Shipping season closes at Thunder Bay

Potash shipments helped make for a busy year at the Port of Thunder Bay.  | Reuters/David Stobbe photo

Last year’s 7.3 million tonnes in grain volumes were below the previous year but above the five-year average

Another shipping season has come to an end at the Port of Thunder Bay.

The last grain vessel of the 2017 shipping season, CSL Laurentian, left port Jan. 4.

Port officials said total grain volumes for the 2017 season were 7.3 million tonnes.

That’s slightly below the 7.5 million tonnes shipped in 2016 but higher than the port’s five-year average of 7.1 million tonnes.

Total cargoes were estimated at 8.84 million tonnes, well above the port’s five-year average of 8.29 million.

Grain shipments typically account for 85 to 90 percent of the port’s total cargo volumes.

Despite slightly lower grain shipments in 2017, the port had a busy year.

Potash volumes exceeded 526,000 tonnes in 2017, up sharply from the 332,000 tonnes shipped a year earlier.

The port’s five-year-average for potash is 286,000 tonnes.

The last time potash shipments exceeded 525,000 tonnes was 2007.

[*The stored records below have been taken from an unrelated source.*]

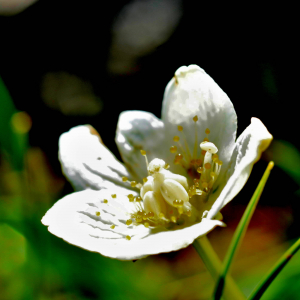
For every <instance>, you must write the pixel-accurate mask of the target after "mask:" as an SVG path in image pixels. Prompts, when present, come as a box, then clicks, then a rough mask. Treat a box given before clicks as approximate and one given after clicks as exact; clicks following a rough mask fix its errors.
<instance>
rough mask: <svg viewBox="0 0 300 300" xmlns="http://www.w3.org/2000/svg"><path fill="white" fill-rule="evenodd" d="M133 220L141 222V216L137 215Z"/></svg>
mask: <svg viewBox="0 0 300 300" xmlns="http://www.w3.org/2000/svg"><path fill="white" fill-rule="evenodd" d="M135 220H136V221H137V222H138V223H141V222H143V218H142V217H141V216H137V217H136V218H135Z"/></svg>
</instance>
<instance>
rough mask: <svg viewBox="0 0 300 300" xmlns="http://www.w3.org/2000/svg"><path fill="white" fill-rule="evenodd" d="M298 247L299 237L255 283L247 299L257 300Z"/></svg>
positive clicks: (288, 259)
mask: <svg viewBox="0 0 300 300" xmlns="http://www.w3.org/2000/svg"><path fill="white" fill-rule="evenodd" d="M299 249H300V239H298V241H297V242H296V243H295V244H294V245H292V246H291V247H290V248H289V249H288V250H287V251H286V252H285V253H284V254H283V255H282V257H281V258H280V259H279V260H278V261H277V262H276V264H275V265H274V267H273V268H272V269H271V270H270V272H269V273H268V274H267V275H266V276H265V277H264V278H263V279H262V281H261V282H260V283H259V284H258V285H257V287H256V288H255V290H254V291H253V292H252V294H251V295H250V297H249V298H248V299H249V300H258V299H260V297H261V296H262V295H263V293H264V292H265V291H266V289H267V288H268V287H269V285H270V284H271V283H272V281H273V280H274V279H275V278H276V276H277V275H278V274H279V273H280V271H281V270H282V269H283V268H284V266H285V265H286V264H287V263H288V262H289V261H290V259H291V258H292V257H293V256H294V254H295V253H296V252H297V251H298V250H299Z"/></svg>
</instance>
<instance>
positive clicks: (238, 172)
mask: <svg viewBox="0 0 300 300" xmlns="http://www.w3.org/2000/svg"><path fill="white" fill-rule="evenodd" d="M272 139H273V137H272V135H271V134H270V133H269V132H268V130H267V128H266V127H265V126H264V124H263V123H262V122H261V121H260V120H259V119H257V118H252V119H251V124H250V125H249V126H248V127H247V128H246V129H245V130H244V132H243V133H242V134H241V135H240V136H239V138H238V139H237V141H236V143H235V147H234V150H233V153H232V156H231V159H230V163H229V167H228V170H227V172H226V174H225V178H224V180H223V183H222V185H221V186H219V188H218V191H216V192H215V193H214V194H212V195H211V196H210V198H209V201H211V202H212V203H213V202H214V201H215V199H217V200H216V201H215V203H214V204H213V206H212V208H211V210H210V211H209V213H208V216H207V217H208V218H213V217H214V216H215V215H216V214H217V213H218V211H219V210H220V209H221V208H222V207H224V206H225V205H226V204H227V203H228V202H229V201H231V200H232V199H233V198H234V197H235V196H236V195H237V194H238V193H239V191H240V190H241V189H242V188H243V186H244V185H245V183H246V181H247V180H248V178H249V176H250V173H251V171H252V167H253V164H254V163H256V162H257V161H258V160H259V158H260V156H261V153H262V152H263V151H264V150H265V149H266V148H267V147H268V146H269V144H270V142H271V141H272Z"/></svg>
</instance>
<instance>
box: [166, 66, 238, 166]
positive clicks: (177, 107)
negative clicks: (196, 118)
mask: <svg viewBox="0 0 300 300" xmlns="http://www.w3.org/2000/svg"><path fill="white" fill-rule="evenodd" d="M196 115H197V116H198V121H197V123H196V124H197V131H198V148H199V143H200V142H202V141H203V139H204V138H205V137H206V134H205V129H206V128H209V130H210V134H209V136H208V138H209V141H210V142H212V143H214V144H215V145H216V147H217V148H218V149H219V152H218V154H219V157H220V159H221V160H222V161H223V165H224V167H225V168H226V165H227V163H228V161H229V159H230V156H231V153H232V149H233V146H234V141H235V138H236V128H237V117H236V113H235V110H234V108H233V105H232V103H231V101H230V99H229V98H228V96H227V95H226V94H225V93H224V92H223V90H222V89H221V88H220V87H219V86H218V85H217V84H216V83H215V81H214V80H213V79H212V78H211V77H210V76H209V75H208V74H206V73H205V71H204V70H203V69H201V68H200V67H198V66H196V65H190V66H188V67H186V66H183V67H181V68H179V69H178V70H177V71H176V72H175V76H174V78H173V79H172V80H171V81H170V82H169V83H168V85H167V87H166V90H165V94H164V100H163V107H162V120H163V121H164V123H165V128H166V132H167V133H168V140H169V141H170V143H172V138H173V136H174V135H179V136H180V134H179V133H178V131H177V125H182V126H183V131H184V134H185V135H186V137H187V141H188V144H189V147H190V150H191V152H192V151H193V147H194V141H195V122H194V121H193V117H194V116H196ZM199 153H200V149H198V154H199Z"/></svg>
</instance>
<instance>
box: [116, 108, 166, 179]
mask: <svg viewBox="0 0 300 300" xmlns="http://www.w3.org/2000/svg"><path fill="white" fill-rule="evenodd" d="M164 137H165V134H164V124H163V122H162V121H161V120H159V119H158V118H156V117H155V116H154V115H153V114H151V113H147V112H143V111H125V112H122V113H121V114H120V117H119V121H118V126H117V135H116V143H117V146H118V148H119V151H120V154H121V156H122V159H123V160H124V162H125V163H126V164H127V166H128V169H129V170H130V172H132V174H133V175H134V176H136V177H137V178H139V179H141V178H143V177H146V176H147V167H146V163H145V157H144V156H143V155H141V152H140V150H142V149H143V150H146V152H147V158H148V161H149V162H150V161H151V160H152V159H154V158H157V157H159V158H162V159H164V157H165V153H166V152H167V149H166V147H162V144H163V143H164Z"/></svg>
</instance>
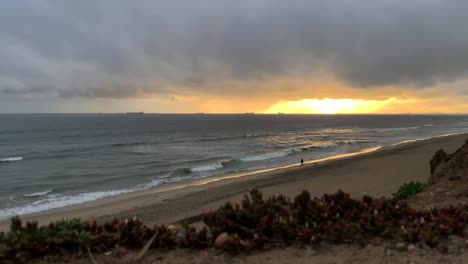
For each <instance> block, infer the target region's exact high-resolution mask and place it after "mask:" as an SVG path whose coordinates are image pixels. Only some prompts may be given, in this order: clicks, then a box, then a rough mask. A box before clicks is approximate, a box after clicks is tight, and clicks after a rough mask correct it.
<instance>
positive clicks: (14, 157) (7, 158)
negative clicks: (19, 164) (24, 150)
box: [0, 157, 23, 162]
mask: <svg viewBox="0 0 468 264" xmlns="http://www.w3.org/2000/svg"><path fill="white" fill-rule="evenodd" d="M22 159H23V157H12V158H5V159H0V162H13V161H20V160H22Z"/></svg>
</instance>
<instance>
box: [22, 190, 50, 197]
mask: <svg viewBox="0 0 468 264" xmlns="http://www.w3.org/2000/svg"><path fill="white" fill-rule="evenodd" d="M52 191H53V190H47V191H43V192H35V193H30V194H25V195H23V196H25V197H35V196H42V195H46V194H48V193H51V192H52Z"/></svg>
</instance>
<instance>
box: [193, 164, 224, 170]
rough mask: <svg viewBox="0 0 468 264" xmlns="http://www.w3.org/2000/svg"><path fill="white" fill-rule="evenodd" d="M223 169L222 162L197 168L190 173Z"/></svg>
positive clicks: (222, 165)
mask: <svg viewBox="0 0 468 264" xmlns="http://www.w3.org/2000/svg"><path fill="white" fill-rule="evenodd" d="M222 167H223V164H222V163H221V162H217V163H212V164H208V165H203V166H199V167H195V168H192V169H190V171H191V172H204V171H212V170H217V169H221V168H222Z"/></svg>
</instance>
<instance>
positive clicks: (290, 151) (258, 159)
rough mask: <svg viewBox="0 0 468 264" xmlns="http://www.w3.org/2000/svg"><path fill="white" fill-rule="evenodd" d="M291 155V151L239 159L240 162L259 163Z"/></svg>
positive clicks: (249, 156)
mask: <svg viewBox="0 0 468 264" xmlns="http://www.w3.org/2000/svg"><path fill="white" fill-rule="evenodd" d="M291 153H292V151H281V152H270V153H265V154H260V155H255V156H248V157H245V158H241V159H240V160H241V161H259V160H267V159H276V158H280V157H284V156H287V155H289V154H291Z"/></svg>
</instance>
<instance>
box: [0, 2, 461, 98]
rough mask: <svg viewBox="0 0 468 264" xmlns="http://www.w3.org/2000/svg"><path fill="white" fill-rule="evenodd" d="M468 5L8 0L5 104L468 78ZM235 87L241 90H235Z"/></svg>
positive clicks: (5, 5)
mask: <svg viewBox="0 0 468 264" xmlns="http://www.w3.org/2000/svg"><path fill="white" fill-rule="evenodd" d="M467 10H468V2H467V1H461V0H460V1H458V0H454V1H442V0H440V1H436V0H414V1H403V0H392V1H390V0H384V1H371V0H365V1H352V0H343V1H317V0H303V1H295V0H292V1H280V0H254V1H234V0H217V1H212V0H198V1H193V0H186V1H184V0H181V1H163V0H153V1H150V0H148V1H144V0H137V1H124V0H112V1H111V0H108V1H105V0H103V1H94V0H93V1H91V0H81V1H60V0H49V1H47V0H43V1H34V0H26V1H17V0H4V1H1V2H0V61H1V62H2V63H0V96H1V94H3V95H10V96H39V97H51V96H58V97H63V98H75V97H85V98H129V97H140V96H144V95H147V94H153V95H159V96H163V97H164V96H167V97H171V96H174V95H186V94H196V93H206V94H211V95H213V94H214V95H217V94H219V95H226V94H227V95H245V94H246V93H253V92H267V91H268V89H269V88H268V86H263V88H262V89H263V90H262V91H258V90H257V91H252V89H249V88H248V87H245V84H246V83H249V82H261V81H265V82H268V81H270V80H278V79H288V78H294V79H304V80H317V79H321V78H323V76H324V75H327V76H328V77H329V76H331V77H332V78H334V79H336V80H337V81H339V82H343V83H346V84H348V85H349V86H352V87H355V88H363V89H373V88H375V87H380V86H402V87H407V88H408V89H413V88H419V87H427V86H431V85H436V84H439V83H447V82H452V81H455V80H457V79H463V78H466V76H467V73H468V48H467V47H468V27H467V26H466V25H468V16H466V11H467ZM236 84H237V85H236Z"/></svg>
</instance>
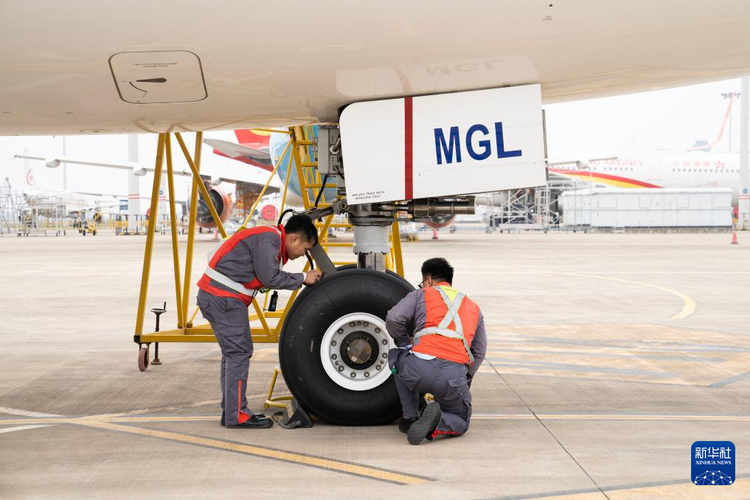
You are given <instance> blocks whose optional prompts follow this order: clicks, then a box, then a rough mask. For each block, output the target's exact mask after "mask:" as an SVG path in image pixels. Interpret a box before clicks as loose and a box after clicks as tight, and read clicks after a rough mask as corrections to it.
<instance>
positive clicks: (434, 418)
mask: <svg viewBox="0 0 750 500" xmlns="http://www.w3.org/2000/svg"><path fill="white" fill-rule="evenodd" d="M442 416H443V412H442V411H440V405H439V404H437V403H435V402H432V403H429V404H428V405H427V406H426V407H425V409H424V411H423V412H422V416H421V417H419V420H417V421H416V422H414V423H413V424H411V427H409V431H408V432H407V433H406V437H407V439H408V440H409V444H419V443H421V442H422V441H423V440H424V439H425V438H428V437H431V435H432V432H433V431H434V430H435V429H436V428H437V425H438V424H439V423H440V417H442Z"/></svg>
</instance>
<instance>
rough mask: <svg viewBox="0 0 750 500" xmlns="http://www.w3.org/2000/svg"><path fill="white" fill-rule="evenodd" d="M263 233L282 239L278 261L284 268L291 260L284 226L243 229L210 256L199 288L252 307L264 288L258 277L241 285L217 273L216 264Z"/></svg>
mask: <svg viewBox="0 0 750 500" xmlns="http://www.w3.org/2000/svg"><path fill="white" fill-rule="evenodd" d="M261 233H276V234H278V235H279V238H281V249H280V250H279V257H278V259H279V268H281V267H283V265H284V264H286V262H287V261H288V260H289V258H288V257H287V256H286V248H284V243H285V240H284V235H285V231H284V226H281V225H280V226H279V227H271V226H261V227H253V228H250V229H243V230H241V231H237V232H236V233H234V234H233V235H232V236H230V237H229V238H227V239H226V240H224V242H223V243H221V245H220V246H219V248H217V249H216V251H215V252H214V253H213V255H211V256H210V260H209V262H208V266H207V267H206V271H205V273H204V274H203V276H202V277H201V279H200V280H198V288H200V289H201V290H203V291H205V292H208V293H210V294H213V295H217V296H219V297H234V298H238V299H240V300H241V301H243V302H244V303H245V304H246V305H250V303H252V301H253V298H254V297H255V294H257V293H258V290H260V289H261V288H263V287H264V285H263V283H261V282H260V280H259V279H258V278H257V277H256V278H254V279H253V281H251V282H250V283H239V282H237V281H234V280H232V279H231V278H229V277H228V276H226V275H224V274H221V273H220V272H219V271H217V270H216V264H218V262H219V260H221V258H222V257H224V256H225V255H226V254H228V253H229V252H230V251H232V249H234V247H236V246H237V244H238V243H239V242H240V241H242V240H244V239H245V238H249V237H250V236H254V235H256V234H261ZM211 280H214V281H215V282H217V283H221V284H222V285H224V286H226V287H227V288H231V289H232V290H234V291H232V292H230V291H228V290H224V289H222V288H217V287H215V286H213V285H211Z"/></svg>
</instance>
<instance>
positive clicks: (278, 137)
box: [203, 125, 456, 239]
mask: <svg viewBox="0 0 750 500" xmlns="http://www.w3.org/2000/svg"><path fill="white" fill-rule="evenodd" d="M234 133H235V135H236V136H237V140H238V142H239V143H233V142H229V141H224V140H220V139H204V140H203V142H205V143H206V144H208V145H209V146H212V147H213V148H214V150H213V152H214V154H218V155H220V156H226V157H227V158H231V159H233V160H237V161H241V162H243V163H247V164H248V165H252V166H254V167H258V168H261V169H263V170H267V171H273V170H274V168H275V167H276V165H278V169H276V173H277V175H278V176H279V180H280V183H281V185H282V186H283V185H285V184H286V178H287V175H289V172H290V171H291V179H290V180H289V192H288V193H287V204H289V205H292V206H302V204H303V201H302V190H301V187H300V182H299V176H298V174H297V170H296V168H294V167H293V168H291V169H290V166H291V165H292V155H291V154H288V153H287V154H285V151H286V150H287V147H288V145H289V143H290V138H289V135H288V134H285V133H273V132H269V131H258V130H235V131H234ZM312 133H313V137H317V134H318V126H317V125H313V126H312ZM317 194H318V191H317V190H315V189H311V190H310V193H308V196H309V197H310V199H315V198H316V197H317ZM323 195H324V197H325V199H327V200H333V199H336V190H335V189H333V188H327V189H325V190H324V191H323ZM455 218H456V216H455V215H435V216H432V217H429V218H426V219H424V220H423V221H422V222H424V224H425V225H427V227H429V228H431V229H433V239H437V230H438V229H441V228H444V227H448V226H450V225H451V224H452V223H453V221H454V220H455Z"/></svg>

As many as five vessels are expected to anchor at Thunder Bay this winter.

Those ships, combined with larger-than-usual grain stocks at the port as of late December, suggest that shipping activity could increase quickly in 2018, once navigation routes re-open.

The Thunder Bay shipping season usually begins in late March or early April, depending on weather and ice conditions.